Danse - La fureur de vivre
Ils sont 12 jeunes hommes noirs, dont le chorégraphe, Rennie Harris, un peu moins jeune, tous de purs produits de la culture de la rue. Ils dansent la vie dans le ghetto ou, plus justement, la lutte contre la mort qui guette à chaque instant, à chaque détour. Beaucoup a été dit sur la violence qui gangrène les ghettos noirs américains. La danse hip-hop, elle, célèbre ce formidable instinct de survie qui habite les jeunes de ces banlieues glauques. La danse hip-hop, c'est la fureur de vivre. Pas la triviale qui enjolive les spectacles de certaines stars de la musique pop, pas celle qui sert de support commercial à des marques de vêtements ou de chaussures de sport, mais bien la danse qui offre à ceux qui s'y jettent un formidable moyen d'expression, un vibrant vecteur de créativité.
Extraordinaire potentielC'est dans cet esprit qu'a été fondée, il y a dix ans, dans la banlieue nord de Philadelphie, la compagnie Rennie Harris Puremovement. Mais Rennie Harris a commencé bien plus tôt à baigner dans la danse hip-hop. À 14 ans, il dansait et donnait des cours et des ateliers pour enfants au Smithsonian Institution's Folklife Center, à Philadelphie, sa ville natale. Il voyait déjà l'extraordinaire potentiel de ce style de danse pour redonner aux jeunes de la rue un pouvoir sur leur propre vie.
Il participe à de nombreuses tournées avec des groupes de rappers et à des vidéos commerciaux dans les années 80 mais s'en détourne vite, dégoûté de ce qu'on lui demande de faire, c'est-à-dire de simples numéros sans organisation chorégraphique, en échange d'un salaire de misère. Alors, plutôt que d'attendre que l'industrie de la musique accorde à la danse hip-hop la place qui lui revient, il décide de fonder sa propre compagnie. Pas seulement pour se donner son propre espace de création mais aussi pour préserver, expliquer et transmettre la culture hip-hop.

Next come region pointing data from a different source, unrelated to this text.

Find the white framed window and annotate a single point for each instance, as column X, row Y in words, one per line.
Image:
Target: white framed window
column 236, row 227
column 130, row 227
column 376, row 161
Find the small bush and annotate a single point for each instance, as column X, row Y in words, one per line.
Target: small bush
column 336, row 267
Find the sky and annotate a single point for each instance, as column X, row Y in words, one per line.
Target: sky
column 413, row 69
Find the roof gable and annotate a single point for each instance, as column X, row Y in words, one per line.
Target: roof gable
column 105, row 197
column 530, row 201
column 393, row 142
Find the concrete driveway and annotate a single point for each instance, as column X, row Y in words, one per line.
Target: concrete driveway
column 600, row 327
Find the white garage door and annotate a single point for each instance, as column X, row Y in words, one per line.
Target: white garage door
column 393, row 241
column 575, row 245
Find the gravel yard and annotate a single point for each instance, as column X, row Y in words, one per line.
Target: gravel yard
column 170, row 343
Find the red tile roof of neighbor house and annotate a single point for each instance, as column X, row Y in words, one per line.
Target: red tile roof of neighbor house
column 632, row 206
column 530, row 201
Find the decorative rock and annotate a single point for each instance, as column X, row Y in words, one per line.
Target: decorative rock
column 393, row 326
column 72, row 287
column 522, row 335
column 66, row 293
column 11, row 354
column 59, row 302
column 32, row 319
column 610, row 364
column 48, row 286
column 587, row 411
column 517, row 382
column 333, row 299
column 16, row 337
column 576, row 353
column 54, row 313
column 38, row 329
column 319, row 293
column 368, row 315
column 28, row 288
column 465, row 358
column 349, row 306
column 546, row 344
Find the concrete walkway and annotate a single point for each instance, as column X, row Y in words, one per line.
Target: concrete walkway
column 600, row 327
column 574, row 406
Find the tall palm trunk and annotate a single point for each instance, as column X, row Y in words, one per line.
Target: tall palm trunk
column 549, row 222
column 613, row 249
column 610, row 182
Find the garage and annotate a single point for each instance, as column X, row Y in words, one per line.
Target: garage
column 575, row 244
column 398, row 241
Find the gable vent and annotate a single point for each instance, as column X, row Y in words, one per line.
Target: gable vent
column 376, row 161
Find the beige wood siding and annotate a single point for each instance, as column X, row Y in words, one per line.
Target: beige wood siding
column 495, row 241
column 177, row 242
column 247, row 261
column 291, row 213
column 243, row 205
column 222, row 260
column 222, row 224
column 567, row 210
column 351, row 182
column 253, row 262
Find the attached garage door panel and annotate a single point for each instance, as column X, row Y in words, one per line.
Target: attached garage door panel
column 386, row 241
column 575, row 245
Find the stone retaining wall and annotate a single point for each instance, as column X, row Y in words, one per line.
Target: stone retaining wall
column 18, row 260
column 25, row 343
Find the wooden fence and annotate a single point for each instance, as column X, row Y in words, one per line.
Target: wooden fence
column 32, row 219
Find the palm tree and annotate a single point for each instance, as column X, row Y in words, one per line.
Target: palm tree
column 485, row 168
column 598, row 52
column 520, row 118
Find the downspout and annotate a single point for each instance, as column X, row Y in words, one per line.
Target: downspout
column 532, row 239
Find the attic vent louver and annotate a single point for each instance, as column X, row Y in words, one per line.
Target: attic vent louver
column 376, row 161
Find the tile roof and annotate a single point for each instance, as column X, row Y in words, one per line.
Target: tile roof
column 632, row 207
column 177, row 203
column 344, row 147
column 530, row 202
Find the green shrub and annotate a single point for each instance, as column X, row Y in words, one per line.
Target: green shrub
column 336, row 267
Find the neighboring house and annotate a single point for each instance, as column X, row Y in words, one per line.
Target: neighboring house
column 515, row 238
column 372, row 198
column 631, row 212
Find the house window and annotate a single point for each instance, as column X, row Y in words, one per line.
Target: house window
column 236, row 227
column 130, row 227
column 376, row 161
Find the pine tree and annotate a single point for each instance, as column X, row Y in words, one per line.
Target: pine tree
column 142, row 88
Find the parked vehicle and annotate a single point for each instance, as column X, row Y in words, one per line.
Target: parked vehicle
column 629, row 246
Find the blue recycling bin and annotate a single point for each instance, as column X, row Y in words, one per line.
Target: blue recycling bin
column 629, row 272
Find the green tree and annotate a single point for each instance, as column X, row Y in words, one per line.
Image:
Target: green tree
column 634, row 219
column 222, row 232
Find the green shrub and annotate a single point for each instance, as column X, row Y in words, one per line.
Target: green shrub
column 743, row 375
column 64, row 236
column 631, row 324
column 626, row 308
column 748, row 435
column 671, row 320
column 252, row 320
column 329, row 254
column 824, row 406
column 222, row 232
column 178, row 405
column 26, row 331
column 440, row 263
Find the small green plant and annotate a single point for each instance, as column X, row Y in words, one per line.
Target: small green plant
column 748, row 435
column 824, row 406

Ainsi, depuis dix ans, il parle aux jeunes, les fait parler et danser. La Ville de Philadelphie a souligné à grand renfort de prix sa contribution unique à l'histoire et à la vie culturelle de l'ensemble de la communauté. Il a même été comparé à des danseurs aussi importants qu'Alvin Ailey et Bob Fosse.
Une célébration
Contrairement à la compagnie française Käfig, qui a présenté à Montréal, à l'automne, une pièce qui se voulait un véritable travail chorégraphique sur l'espace, la scénographie et la lumière plutôt qu'une simple démonstration de prouesses athlétiques, Rennie Harris insiste moins sur l'univers esthétique. Son approche se veut plus didactique: le hip-hop trouve ses racines dans la danse traditionnelle africaine mais est aussi profondément américaine, comme le jazz. Et s'il compte sur la virtuosité de ses danseurs pour bien répercuter le pouls des ghettos urbains et sa violence crue, ses pièces se veulent aussi une célébration, de petites victoires immédiates sur l'adversité, soit, dans ce cas-ci, le racisme institutionnalisé des banlieues qui ont tout du champ de bataille.
Les pièces présentées à Montréal portent d'ailleurs des titres qui ne trompent pas, notamment: Endangered Species, un solo interprété par Rennie Harris, Students Of The Asphalt Jungle, où se mélangent hip-hop, tap dance, danse africaine et des mouvements inspirés des arts martiaux, et March Of The Antmen, une évocation de la marche qui avait réuni un million de Noirs américains à Washington. Rennie Harris se sert aussi des mots pour mitrailler les images d'une réalité difficile. Mais le hip-hop de Rennie Harris Puremovement promet d'être avant tout un formidable déploiement d'énergie et une fête du mouvement.